Node.js email API: send and receive (free)
Send and receive email in Node.js with a free HTTP API — no Nodemailer, no SMTP. The send call with fetch, how to receive replies, and why it beats SMTP.
Sending email from Node usually means Nodemailer plus an SMTP transport you have to configure and babysit — and it can only send. A free HTTP email API is one fetch call, and it can read the reply too.
Send with fetch
const API = "https://login.ollastack.com";
const TOKEN = process.env.OLLASTACK_API_TOKEN;
const h = { Authorization: `Bearer ${TOKEN}`, "Content-Type": "application/json" };
// create a mailbox once
const mbx = await fetch(`${API}/api/mailboxes`, {
method: "POST", headers: h,
body: JSON.stringify({ name: "node", mode: "agent", handle: "node" }),
}).then((r) => r.json());
// send
await fetch(`${API}/api/mailboxes/${mbx.id}/send`, {
method: "POST", headers: h,
body: JSON.stringify({ to: "user@example.com", subject: "Hi", text: "Sent from Node." }),
});
No transport config, no port 587 — native fetch (Node 18+).
Receive a reply
const msg = await fetch(
`${API}/api/mailboxes/${mbx.id}/wait?timeout=60`,
{ headers: { Authorization: `Bearer ${TOKEN}` } },
).then((r) => r.json());
console.log(msg.subject, msg.codes); // OTP already extracted
That’s the part Nodemailer can’t do — read inbound mail and pull the code without scraping.
Why an API beats SMTP from Node
Nodemailer owns the transport: host, port, auth, pooling, and every connection error. The API is one fetch that returns a msg_… id or a structured error — and it also receives. Less to configure, more it can do.
Poll an inbox in a loop
Because wait long-polls and returns as soon as a message lands, you can drain an inbox in a simple loop — each call blocks until the next message or the timeout, so there’s no manual back-off:
async function drain(mbxId, onMessage) {
while (true) {
const res = await fetch(
`${API}/api/mailboxes/${mbxId}/wait?timeout=60`,
{ headers: { Authorization: `Bearer ${TOKEN}` } },
);
if (res.status === 204) continue; // nothing within the window — poll again
if (!res.ok) throw new Error(`wait failed: ${res.status}`);
onMessage(await res.json()); // { from, subject, codes, links }
}
}
For production, give the mailbox a webhook_url instead and let inbound mail POST to your endpoint (HMAC-signed, retried) — push beats polling once you’re past a quick script.
Error handling
Check res.ok and read the structured error body on failure rather than assuming the send went through — the API returns a code and message you can log and act on, unlike a thrown SMTP socket error.
See the email API overview, free API to send email, and the Python version.
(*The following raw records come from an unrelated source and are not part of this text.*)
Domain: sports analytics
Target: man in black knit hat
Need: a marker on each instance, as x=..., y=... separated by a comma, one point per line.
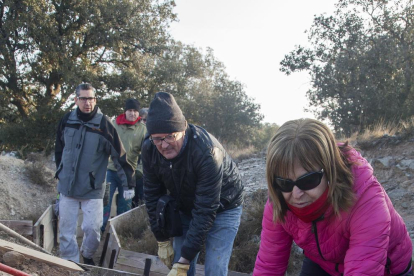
x=84, y=142
x=189, y=164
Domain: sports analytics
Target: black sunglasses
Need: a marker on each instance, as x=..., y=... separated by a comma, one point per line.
x=305, y=182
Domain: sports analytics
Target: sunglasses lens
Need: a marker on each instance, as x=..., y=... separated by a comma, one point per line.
x=283, y=185
x=306, y=182
x=310, y=181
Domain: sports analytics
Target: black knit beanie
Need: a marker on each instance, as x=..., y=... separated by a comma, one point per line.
x=131, y=104
x=164, y=115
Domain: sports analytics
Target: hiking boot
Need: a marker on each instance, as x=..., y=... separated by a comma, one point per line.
x=88, y=261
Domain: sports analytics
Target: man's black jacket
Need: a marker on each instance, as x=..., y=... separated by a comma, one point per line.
x=203, y=178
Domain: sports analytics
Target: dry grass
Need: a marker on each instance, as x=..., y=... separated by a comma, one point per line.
x=381, y=129
x=136, y=235
x=239, y=154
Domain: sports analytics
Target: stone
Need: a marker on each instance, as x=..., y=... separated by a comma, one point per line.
x=13, y=258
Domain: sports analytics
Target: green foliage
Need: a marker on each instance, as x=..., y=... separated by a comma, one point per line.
x=34, y=133
x=263, y=134
x=123, y=49
x=361, y=64
x=48, y=47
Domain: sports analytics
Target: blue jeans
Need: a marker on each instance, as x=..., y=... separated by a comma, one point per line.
x=122, y=205
x=219, y=242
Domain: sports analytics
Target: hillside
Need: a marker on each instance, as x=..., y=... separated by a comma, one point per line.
x=392, y=159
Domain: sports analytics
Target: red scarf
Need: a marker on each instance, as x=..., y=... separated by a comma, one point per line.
x=314, y=210
x=121, y=120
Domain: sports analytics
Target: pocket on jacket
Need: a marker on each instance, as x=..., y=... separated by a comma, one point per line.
x=92, y=180
x=58, y=171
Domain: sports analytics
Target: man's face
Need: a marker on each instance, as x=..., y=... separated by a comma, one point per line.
x=171, y=149
x=131, y=115
x=86, y=101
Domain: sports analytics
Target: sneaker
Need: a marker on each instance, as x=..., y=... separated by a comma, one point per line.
x=88, y=261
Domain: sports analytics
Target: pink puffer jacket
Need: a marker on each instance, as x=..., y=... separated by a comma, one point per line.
x=361, y=242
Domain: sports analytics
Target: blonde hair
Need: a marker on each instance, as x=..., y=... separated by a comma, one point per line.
x=313, y=145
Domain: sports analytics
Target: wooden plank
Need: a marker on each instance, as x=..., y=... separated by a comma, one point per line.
x=23, y=227
x=43, y=234
x=39, y=256
x=113, y=244
x=137, y=260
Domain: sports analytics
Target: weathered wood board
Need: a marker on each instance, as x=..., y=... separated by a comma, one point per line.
x=43, y=234
x=39, y=256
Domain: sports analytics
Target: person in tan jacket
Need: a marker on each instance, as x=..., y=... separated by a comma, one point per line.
x=132, y=132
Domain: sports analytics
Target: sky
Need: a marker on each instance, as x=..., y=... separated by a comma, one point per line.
x=251, y=37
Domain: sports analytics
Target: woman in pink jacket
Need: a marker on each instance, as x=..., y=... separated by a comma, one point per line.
x=325, y=198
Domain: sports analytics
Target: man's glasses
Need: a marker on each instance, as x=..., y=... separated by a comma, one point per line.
x=305, y=182
x=170, y=138
x=86, y=99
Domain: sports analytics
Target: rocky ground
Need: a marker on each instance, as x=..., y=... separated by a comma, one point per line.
x=391, y=157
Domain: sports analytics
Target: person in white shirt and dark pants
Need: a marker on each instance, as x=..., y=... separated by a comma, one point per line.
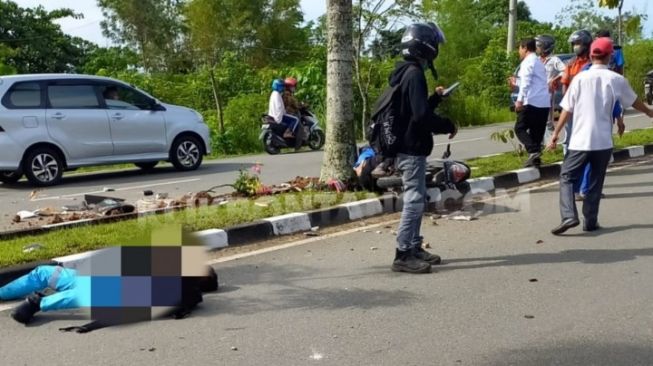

Get a free token — send and receive from Node, no card.
Frequently asked questions
How do I send email in Node.js without SMTP?
Use fetch to POST to the send endpoint with a Bearer token and a JSON body (to, subject, text/html). No Nodemailer, no SMTP host or credentials — one HTTPS call that returns a message id.
Can Node.js receive email too?
Yes. fetch the wait endpoint with the same token to long-poll for the next inbound message, then read msg.codes or msg.text. SMTP-based libraries can only send; an inbox API receives as well.
Why use an API instead of Nodemailer?
Nodemailer needs an SMTP transport — host, port, auth — and only sends. An HTTP API is one fetch call, returns structured errors, and can also receive mail.
Is it free?
The free tier sends and receives with no credit card.